Why this move matters

The Dragonfly announcement shows AI infrastructure is shifting away from a solely GPU training focus. Inference, agents, and hybrid deployments demand efficient CPUs, abundant memory, fast networks, specialized accelerators, and software capable of load distribution. AI data centers will be more heterogeneous.

For hyperscalers, heterogeneity reduces dependency, allows tailored hardware for specific workloads, and improves operational cost. For Qualcomm, it’s a chance to diversify revenues and break free from mobile market pressures. For NVIDIA and other incumbents, it’s another sign that competition is moving toward integrated systems, not just chips.

However, the timeline warrants caution. C1000 won’t arrive until 2028. AI300 also targets 2028. HBC Gen 1 will begin sampling in 2027. Before market shifts occur, independent performance, actual availability, stable software, customer deployments, and total cost in production must be evaluated.

Qualcomm has laid out an ambitious roadmap with key clients and a clear thesis: agentic AI will be decided by tokens per watt.
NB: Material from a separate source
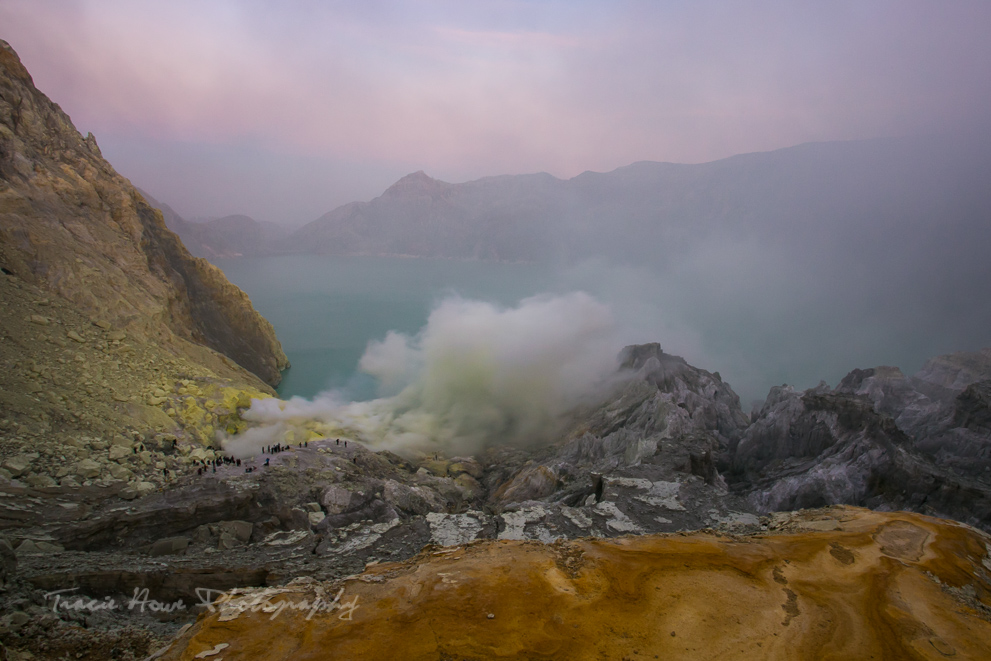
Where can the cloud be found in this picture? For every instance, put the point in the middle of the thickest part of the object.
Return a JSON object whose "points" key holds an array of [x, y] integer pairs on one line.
{"points": [[465, 90], [476, 375]]}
If it proves successful in real racks, Dragonfly could become more than just a rebrand—potentially Qualcomm’s serious entry into infrastructure sectors that have so far been out of reach.

Frequently Asked Questions

What is Qualcomm Dragonfly?
It’s Qualcomm’s new family of solutions for AI data centers, including CPUs, inference accelerators, HBC technology, connectivity, and custom silicon.

What does Dragonfly C1000 offer?
A data center CPU based on Oryon cores, with over 250 cores, chiplet design, PCIe Gen 7, CXL, and a focus on efficiency for AI workloads and agents.

What is High Bandwidth Compute or HBC?
Qualcomm’s technology combining compute and high-bandwidth memory in a 3D-stacked architecture to reduce data movement bottlenecks and improve token efficiency.

When will these products be available?
HBC Gen 1 with AI250 is scheduled for commercial sampling by mid-2027. Dragonfly C1000 and AI300 aim for availability or sampling in 2028, per the announced roadmap.